Derzeit gewährleistet eine Ausnahmegenehmigung der Bauaufsicht des Landkreises Dahme-Spreewald bis Ende 2019 einen »eingeschränkten Betrieb« mit S- und Regionalbahnen. Nachgerüstete gläserne Belüftungsschächte führen aus der Tiefebene durch den Mainpier ins Freie. »Der Bahnhof ist für eine Kapazität von 90 Millionen Passagieren pro Jahr ausgelegt«, so der Flughafenchef. »Vorläufig dürfen ihn jährlich nur 30 Millionen Menschen benutzen.« Einen »eingeschränkten Lastfall« nennt er das. Für die endgültige Genehmigung müssen die Vorgaben des Nachtrags 6.1 zur Baugenehmigung erfüllt werden. Laut Lütke Daldrup werde dazu bis zum Sommer ein gemeinsames Konzept von Eisenbahnbundesamt, Deutscher Bahn und Flughafengesellschaft erarbeitet. Es sehe unter anderem die Nachrüstung von sogenannten Rauchschürzen, die im Brandfall im Bahnhofsbereich ausgefahren werden, sowie von druckfesteren Sicherheitstüren vor.
Die sichere Anbindung des Bahnhofs ist nicht die einzige Baustelle innerhalb der Großbaustelle BER. Insgesamt 25 Themen seien in Workshops identifiziert und zugeordnet worden. Als »weiterhin kritisch« bewertete der BER-Chef dabei lediglich die Fertigstellung der Sprinkleranlage sowie die Abnahmeprozesse durch sachverständige Prüfer.
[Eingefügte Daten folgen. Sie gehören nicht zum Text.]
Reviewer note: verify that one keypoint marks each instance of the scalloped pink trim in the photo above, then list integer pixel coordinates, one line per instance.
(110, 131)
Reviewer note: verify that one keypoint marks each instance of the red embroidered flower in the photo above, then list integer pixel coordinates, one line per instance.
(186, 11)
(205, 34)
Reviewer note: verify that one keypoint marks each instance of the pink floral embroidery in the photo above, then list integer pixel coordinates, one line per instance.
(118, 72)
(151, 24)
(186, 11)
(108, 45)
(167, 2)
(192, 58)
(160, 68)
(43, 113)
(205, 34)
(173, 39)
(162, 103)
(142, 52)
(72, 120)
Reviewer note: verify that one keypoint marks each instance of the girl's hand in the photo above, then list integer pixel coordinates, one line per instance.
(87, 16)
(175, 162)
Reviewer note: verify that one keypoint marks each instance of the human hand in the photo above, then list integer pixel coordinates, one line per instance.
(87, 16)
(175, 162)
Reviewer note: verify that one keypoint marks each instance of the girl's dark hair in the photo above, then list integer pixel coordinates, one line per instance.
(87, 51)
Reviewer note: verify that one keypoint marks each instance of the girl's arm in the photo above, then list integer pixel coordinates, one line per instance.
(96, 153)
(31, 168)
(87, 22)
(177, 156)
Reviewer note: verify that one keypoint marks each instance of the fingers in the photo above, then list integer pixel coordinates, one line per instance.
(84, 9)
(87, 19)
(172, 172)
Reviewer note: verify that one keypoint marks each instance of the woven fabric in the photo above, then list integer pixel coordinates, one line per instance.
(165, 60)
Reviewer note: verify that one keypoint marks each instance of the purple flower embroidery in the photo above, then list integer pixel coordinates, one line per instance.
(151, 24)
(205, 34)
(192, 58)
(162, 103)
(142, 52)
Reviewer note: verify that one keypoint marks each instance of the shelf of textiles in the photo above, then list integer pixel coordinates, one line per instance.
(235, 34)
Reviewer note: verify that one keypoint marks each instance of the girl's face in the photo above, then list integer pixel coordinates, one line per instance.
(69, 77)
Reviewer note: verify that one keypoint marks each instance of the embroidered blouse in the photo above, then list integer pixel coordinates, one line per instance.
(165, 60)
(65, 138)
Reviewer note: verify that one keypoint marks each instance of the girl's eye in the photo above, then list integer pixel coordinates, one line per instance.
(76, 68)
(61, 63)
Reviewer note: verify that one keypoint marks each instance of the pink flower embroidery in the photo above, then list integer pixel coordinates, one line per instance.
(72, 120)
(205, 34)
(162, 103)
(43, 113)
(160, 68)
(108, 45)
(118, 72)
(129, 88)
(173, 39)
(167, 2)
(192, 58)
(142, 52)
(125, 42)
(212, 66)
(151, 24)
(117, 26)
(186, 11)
Die Sprinkleranlage von 2012 hatte in keiner Weise den Anforderungen entsprochen. Inzwischen faktisch komplett erneuert, schützt sie jeden der mehr als 850 Räume im Terminalgebäude. Laut Lütke Daldrup wurden viele Leitungen wegen der zahllosen neuen Brandschutzkanäle neu verlegt, die Zahl der Sprinkler auf 80 000 verdoppelt. Da sich herausgestellt habe, dass nun der Wasserdruck nicht ausreiche, müssten größere Rohleitungen nachgerüstet werden. Die aufwendigen Arbeiten sollen erst im vierten Quartal beendet sein.
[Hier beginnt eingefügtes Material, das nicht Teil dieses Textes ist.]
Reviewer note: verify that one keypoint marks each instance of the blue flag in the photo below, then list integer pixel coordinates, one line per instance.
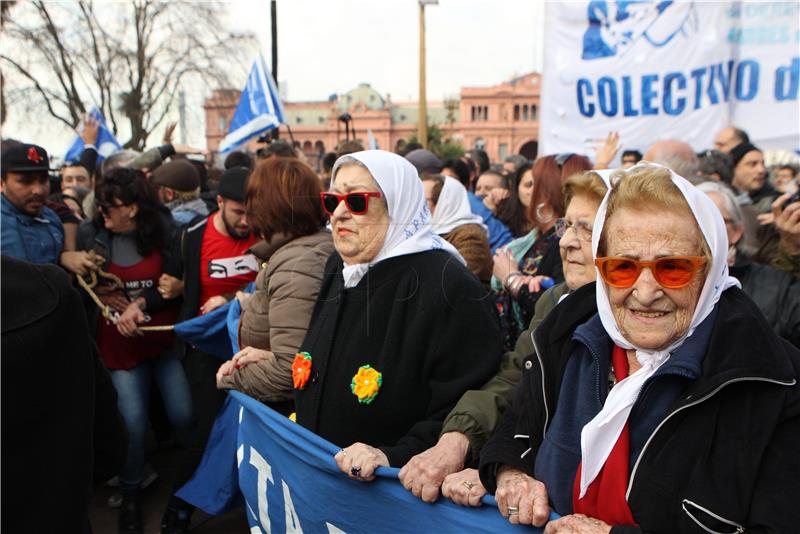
(216, 332)
(290, 483)
(106, 143)
(259, 108)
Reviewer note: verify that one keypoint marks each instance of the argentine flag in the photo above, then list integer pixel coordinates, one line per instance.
(106, 143)
(259, 108)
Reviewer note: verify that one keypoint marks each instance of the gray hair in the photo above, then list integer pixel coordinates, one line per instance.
(728, 199)
(745, 245)
(676, 155)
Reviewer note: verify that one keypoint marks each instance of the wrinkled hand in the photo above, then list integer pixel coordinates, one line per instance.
(80, 262)
(91, 127)
(170, 287)
(226, 369)
(464, 488)
(112, 297)
(362, 456)
(128, 323)
(504, 264)
(534, 283)
(212, 304)
(168, 131)
(605, 153)
(517, 490)
(787, 223)
(250, 355)
(424, 473)
(577, 524)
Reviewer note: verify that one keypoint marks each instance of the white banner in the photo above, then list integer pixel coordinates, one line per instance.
(654, 70)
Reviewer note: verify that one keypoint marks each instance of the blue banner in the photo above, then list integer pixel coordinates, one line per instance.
(106, 143)
(287, 477)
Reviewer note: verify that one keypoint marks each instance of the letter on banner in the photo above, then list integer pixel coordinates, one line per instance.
(264, 475)
(787, 80)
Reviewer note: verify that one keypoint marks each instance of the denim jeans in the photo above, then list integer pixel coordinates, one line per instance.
(133, 396)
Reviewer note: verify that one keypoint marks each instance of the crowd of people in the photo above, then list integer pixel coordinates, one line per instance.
(618, 345)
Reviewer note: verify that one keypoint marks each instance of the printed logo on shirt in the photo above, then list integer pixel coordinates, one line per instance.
(230, 267)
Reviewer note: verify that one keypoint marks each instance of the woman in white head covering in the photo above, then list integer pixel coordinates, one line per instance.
(662, 401)
(400, 329)
(454, 221)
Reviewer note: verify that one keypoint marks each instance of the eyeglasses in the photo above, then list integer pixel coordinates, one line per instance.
(357, 202)
(672, 272)
(105, 206)
(582, 230)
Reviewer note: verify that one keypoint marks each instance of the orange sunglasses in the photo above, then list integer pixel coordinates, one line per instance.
(672, 272)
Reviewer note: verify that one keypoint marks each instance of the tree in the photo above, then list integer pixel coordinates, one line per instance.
(128, 59)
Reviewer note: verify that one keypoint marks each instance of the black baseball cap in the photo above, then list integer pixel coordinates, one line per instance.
(22, 157)
(233, 182)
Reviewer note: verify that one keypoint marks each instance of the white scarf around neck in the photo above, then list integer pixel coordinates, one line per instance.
(599, 435)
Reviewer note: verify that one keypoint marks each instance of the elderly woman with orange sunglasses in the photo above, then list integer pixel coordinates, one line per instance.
(400, 329)
(659, 400)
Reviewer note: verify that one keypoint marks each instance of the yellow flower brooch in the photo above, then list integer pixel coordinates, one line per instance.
(366, 383)
(301, 369)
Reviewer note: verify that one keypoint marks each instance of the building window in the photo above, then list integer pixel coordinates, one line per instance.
(479, 113)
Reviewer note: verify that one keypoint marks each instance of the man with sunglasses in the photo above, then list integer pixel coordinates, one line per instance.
(216, 264)
(30, 230)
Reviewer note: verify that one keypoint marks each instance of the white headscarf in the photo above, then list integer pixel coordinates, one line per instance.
(601, 433)
(452, 208)
(409, 217)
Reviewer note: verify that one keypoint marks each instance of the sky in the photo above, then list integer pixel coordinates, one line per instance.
(330, 46)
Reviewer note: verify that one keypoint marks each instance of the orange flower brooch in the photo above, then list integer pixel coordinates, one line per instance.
(301, 369)
(366, 383)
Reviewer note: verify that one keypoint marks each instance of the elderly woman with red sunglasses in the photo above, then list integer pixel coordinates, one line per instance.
(400, 329)
(659, 400)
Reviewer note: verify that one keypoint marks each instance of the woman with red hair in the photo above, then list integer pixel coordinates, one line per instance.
(530, 264)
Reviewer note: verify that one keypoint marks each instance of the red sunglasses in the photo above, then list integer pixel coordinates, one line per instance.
(672, 272)
(357, 202)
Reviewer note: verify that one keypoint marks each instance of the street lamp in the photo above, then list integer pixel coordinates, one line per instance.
(422, 120)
Auch die Ertüchtigung der 1500 automatischen Sicherheitstüren, die sich im Januar als nicht funktionsfähig erwiesen, dürfte sich bis in den Herbst hinziehen. Erst 40 Prozent der Türen seien bisher fertig, so der Chef.
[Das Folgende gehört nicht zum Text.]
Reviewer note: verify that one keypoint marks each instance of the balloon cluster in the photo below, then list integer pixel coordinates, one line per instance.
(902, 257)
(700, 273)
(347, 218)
Insgesamt müssen 17 000 Einzelprobleme abgearbeitet werden, bevor der baulich genehmigte Flughafen am Ende auch durch die Freigabe durch Sachverständige erhalten kann. Schon seit Monaten laufen Einzelabnahmen ganzer Abschnitte, werden akribisch die erforderlichen Dokumentationen erstellt. Doch am Ende müssen alle Anlagen und Systeme als Gesamtsystem funktionieren - ein Moment, der noch viele Überraschungen bereithalten kann. »Zur Abnahme werden wir den zuständigen Behörden dann übrigens insgesamt 2,5 Millionen Blatt Dokumentation übergeben«, so der BER-Chef.
Engelbert Lütke Daldrup hätte allen Grund, sich mit einem konkreten Eröffnungstermin Zeit zu lassen. Doch noch immer will er sich im Sommer festlegen, wie er gegenüber den Abgeordneten klarstellte. Am Jahr 2018 hält er ebenfalls fest. Bislang.